FlexFerrum August 21, 2018 at 14:52

Jinja2 in the C ++ world, part two. Rendering

Jinja2 logo This is the second part of the story about porting the Jinja2 template engine to C ++. You can read the first one here: Third-order templates, or how I ported Jinja2 to C ++ . It will focus on the process of rendering templates. Or, in other words, about writing from scratch an interpreter of a python-like language.

Rendering as such

After parsing, the template turns into a tree containing nodes of three types: plain text , calculated expressions, and control structures. Accordingly, during the rendering process, plain text should be placed without any changes in the output stream, expressions should be calculated, converted into text, which will be placed in the stream, and control structures must be executed. At first glance, there was nothing complicated in implementing the rendering process: you just need to go around all the nodes of the tree, calculate everything, execute everything and generate text. Everything is simple. Exactly as long as two conditions are met: a) all work is done with strings of only one type (string or wstring); b) only very simple expressions and basic ones are used. Actually, it is with such restrictions that inja and Jinja2CppLight are implemented. In the case of my Jinja2Cppboth conditions do not work. Firstly, I initially laid down transparent support for both types of strings. Secondly, the whole development was started just for the sake of supporting the Jinja2 specification almost in full, and this, in essence, is a full-fledged scripting language. Therefore, I had to dig deeper with rendering than with parsing.

Expression Evaluation

A template would not be a template if it could not be parameterized.
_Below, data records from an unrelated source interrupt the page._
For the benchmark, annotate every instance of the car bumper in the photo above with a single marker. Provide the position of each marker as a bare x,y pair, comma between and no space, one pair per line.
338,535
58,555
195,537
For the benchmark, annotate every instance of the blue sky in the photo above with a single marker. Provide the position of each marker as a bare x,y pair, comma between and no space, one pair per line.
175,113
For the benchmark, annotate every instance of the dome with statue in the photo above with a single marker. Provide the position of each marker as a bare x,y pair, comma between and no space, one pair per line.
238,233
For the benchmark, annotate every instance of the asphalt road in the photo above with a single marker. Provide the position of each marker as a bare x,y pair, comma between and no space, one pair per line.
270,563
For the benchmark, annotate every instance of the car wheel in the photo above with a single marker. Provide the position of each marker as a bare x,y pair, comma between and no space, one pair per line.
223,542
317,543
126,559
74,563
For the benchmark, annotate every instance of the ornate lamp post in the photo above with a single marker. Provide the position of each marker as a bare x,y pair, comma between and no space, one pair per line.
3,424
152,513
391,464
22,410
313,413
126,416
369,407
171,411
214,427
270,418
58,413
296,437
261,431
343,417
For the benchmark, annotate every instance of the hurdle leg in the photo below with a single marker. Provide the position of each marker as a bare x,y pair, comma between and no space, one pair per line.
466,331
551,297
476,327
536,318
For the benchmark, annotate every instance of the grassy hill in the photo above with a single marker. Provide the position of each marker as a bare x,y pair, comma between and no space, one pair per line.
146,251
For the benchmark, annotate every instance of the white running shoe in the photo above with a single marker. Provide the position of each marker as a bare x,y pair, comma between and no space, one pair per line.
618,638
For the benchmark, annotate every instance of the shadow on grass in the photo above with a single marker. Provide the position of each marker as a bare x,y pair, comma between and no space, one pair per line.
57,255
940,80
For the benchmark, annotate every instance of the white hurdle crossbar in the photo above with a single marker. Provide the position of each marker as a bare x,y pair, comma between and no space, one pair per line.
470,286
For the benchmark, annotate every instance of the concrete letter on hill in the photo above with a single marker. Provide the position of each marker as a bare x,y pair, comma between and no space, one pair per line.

In principle, Jinja2 allows the option of templates "in itself" - all the necessary variables can be set inside the template itself, and then render it. But working in a template with parameters obtained "outside" remains the main case. Thus, the result of evaluating an expression depends on which variables (parameters) with which values are visible at the points of calculation. And the catch is that in Jinja2 there are not just scope (which can be nested), but also with complicated rules of "transparency". For example, here is a template:

{% set param1=10 %}
{{ param1 }}

As a result of its rendering, the text 10
Option will be obtained a little more complicated:

{% set param1=10 %}
{{ param1 }}
{% for param1 in range(10) %}-{{ param1 }}-{% endfor %}
{{ param1 }}

It will be rendered already. 10-0--1--2--3--4--5--6--7--8--9-10
The cycle generates a new scope in which you can define your own variable parameters, and these parameters will not be visible outside the scope, just as they will not grind the values of the same parameters in the external one. Even trickier with extends / block constructs, but it’s better to read about this in the Jinja2 documentation.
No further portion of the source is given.